First mentions of Sellin date to 1295. From 1880 on, the town gained importance as a Baltic Sea spa town.
After the Wende in 1989, the building stock in the village was extensively renovated. In 1992, Sellin Pier was rebuilt and was officially opened on 2 April 1998.

Culture and sights 

Wilhelmstraße, with its houses from the resort architecture period (turn of the 19th and 20th century), runs up to the steep coast, up to 30 metres high - where there is a steep flight of steps or a lift to Sellin Pier or the promenade on the South Beach (Südstrand).

Sellin has the longest pier on Rügen: 394 metres. Since 1991 the historic centre has been thoroughly renovated as part of a programme of urban development.

Other sights are the Galerie Hartwich in the old fire station (Feuerwehrhaus), the Amber Museum with its associated workshop and the Gnadenkirche. The Sellin Amber Museum was founded in 1999 and is the only one on Rügen.

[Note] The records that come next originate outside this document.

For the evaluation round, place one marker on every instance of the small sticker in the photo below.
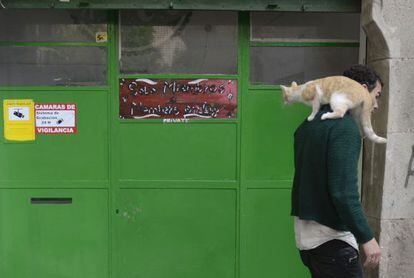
(19, 113)
(18, 119)
(55, 118)
(101, 36)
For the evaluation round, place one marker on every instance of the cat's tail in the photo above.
(365, 117)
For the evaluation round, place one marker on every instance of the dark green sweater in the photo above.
(325, 184)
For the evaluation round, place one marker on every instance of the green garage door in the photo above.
(181, 162)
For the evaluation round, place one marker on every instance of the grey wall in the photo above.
(388, 187)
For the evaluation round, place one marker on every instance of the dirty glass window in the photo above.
(299, 47)
(47, 65)
(52, 25)
(282, 65)
(201, 42)
(53, 47)
(305, 26)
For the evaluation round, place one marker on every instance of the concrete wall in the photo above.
(388, 183)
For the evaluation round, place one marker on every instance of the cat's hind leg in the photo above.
(339, 105)
(316, 104)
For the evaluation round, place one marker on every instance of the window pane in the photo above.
(51, 25)
(305, 26)
(178, 42)
(282, 65)
(27, 65)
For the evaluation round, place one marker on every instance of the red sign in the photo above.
(166, 99)
(55, 118)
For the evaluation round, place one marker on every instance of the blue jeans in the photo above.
(333, 259)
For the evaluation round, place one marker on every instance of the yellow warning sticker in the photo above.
(101, 36)
(19, 122)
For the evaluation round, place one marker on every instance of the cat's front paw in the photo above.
(381, 140)
(325, 116)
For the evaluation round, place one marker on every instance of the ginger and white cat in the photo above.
(342, 93)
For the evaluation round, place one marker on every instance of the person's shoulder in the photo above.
(345, 126)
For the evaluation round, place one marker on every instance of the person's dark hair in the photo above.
(363, 75)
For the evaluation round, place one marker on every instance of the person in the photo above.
(329, 222)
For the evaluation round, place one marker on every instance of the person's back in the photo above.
(325, 182)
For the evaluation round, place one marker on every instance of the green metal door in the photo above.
(149, 197)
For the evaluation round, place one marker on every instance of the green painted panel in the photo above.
(245, 5)
(175, 233)
(270, 250)
(59, 158)
(54, 240)
(171, 151)
(268, 130)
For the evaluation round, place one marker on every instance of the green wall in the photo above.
(140, 207)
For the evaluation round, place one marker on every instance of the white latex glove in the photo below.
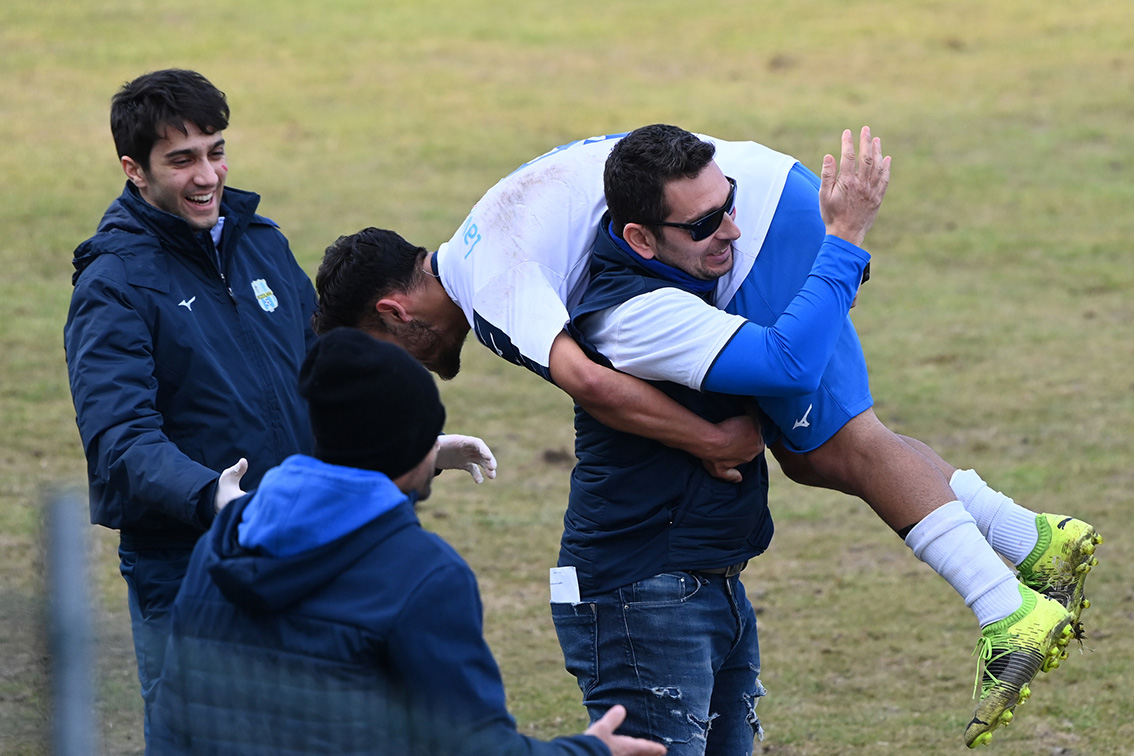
(465, 452)
(228, 484)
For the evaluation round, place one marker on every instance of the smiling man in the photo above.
(188, 322)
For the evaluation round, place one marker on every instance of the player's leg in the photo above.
(1052, 552)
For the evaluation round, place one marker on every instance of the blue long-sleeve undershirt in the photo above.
(790, 356)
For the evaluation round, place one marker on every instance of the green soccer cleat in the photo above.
(1060, 561)
(1013, 651)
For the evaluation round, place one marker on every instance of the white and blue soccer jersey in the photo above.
(519, 263)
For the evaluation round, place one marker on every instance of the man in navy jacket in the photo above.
(188, 322)
(318, 616)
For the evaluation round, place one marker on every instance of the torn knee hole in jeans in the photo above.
(663, 691)
(751, 701)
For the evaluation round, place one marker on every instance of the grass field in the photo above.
(997, 325)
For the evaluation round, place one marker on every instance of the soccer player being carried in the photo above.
(742, 257)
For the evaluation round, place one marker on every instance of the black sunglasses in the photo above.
(707, 226)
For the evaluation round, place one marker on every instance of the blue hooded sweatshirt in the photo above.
(318, 617)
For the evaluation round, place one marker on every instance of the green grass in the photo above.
(997, 326)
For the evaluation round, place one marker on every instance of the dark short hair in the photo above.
(143, 109)
(640, 167)
(357, 271)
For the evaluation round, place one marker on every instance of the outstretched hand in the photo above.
(851, 194)
(620, 745)
(465, 452)
(228, 484)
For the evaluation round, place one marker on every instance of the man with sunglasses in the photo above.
(654, 279)
(521, 262)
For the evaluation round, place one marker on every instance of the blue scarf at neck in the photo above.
(661, 270)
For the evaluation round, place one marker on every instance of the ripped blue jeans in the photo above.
(679, 652)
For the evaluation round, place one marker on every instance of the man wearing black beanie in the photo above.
(318, 616)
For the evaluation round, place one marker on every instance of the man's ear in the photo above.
(641, 239)
(392, 308)
(134, 171)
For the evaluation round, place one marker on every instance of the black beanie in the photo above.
(371, 404)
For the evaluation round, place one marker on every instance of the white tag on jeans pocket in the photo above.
(564, 585)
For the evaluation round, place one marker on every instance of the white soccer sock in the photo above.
(948, 541)
(1009, 528)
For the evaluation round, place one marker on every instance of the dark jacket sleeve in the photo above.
(456, 686)
(111, 372)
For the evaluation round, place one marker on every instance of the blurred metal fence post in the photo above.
(72, 638)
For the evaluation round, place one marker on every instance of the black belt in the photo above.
(731, 570)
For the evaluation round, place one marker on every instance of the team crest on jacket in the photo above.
(264, 296)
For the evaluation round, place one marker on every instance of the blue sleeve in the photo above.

The lake of Schwarzer See in the Granitz also belongs to the municipality and has been designated a strict nature reserve.

Personalities 

 Sophie Taeuber-Arp (1889-1943), the Swiss painter was in 1923 vacation guest
 Albert Einstein (1879-1955), physicist and Nobel Prize winner in 1921, was guest in the summer of 1915

References

External links

 Sellin - Official website

 
Seaside resorts in Germany
Towns and villages on Rügen
Populated coastal places in Germany (Baltic Sea)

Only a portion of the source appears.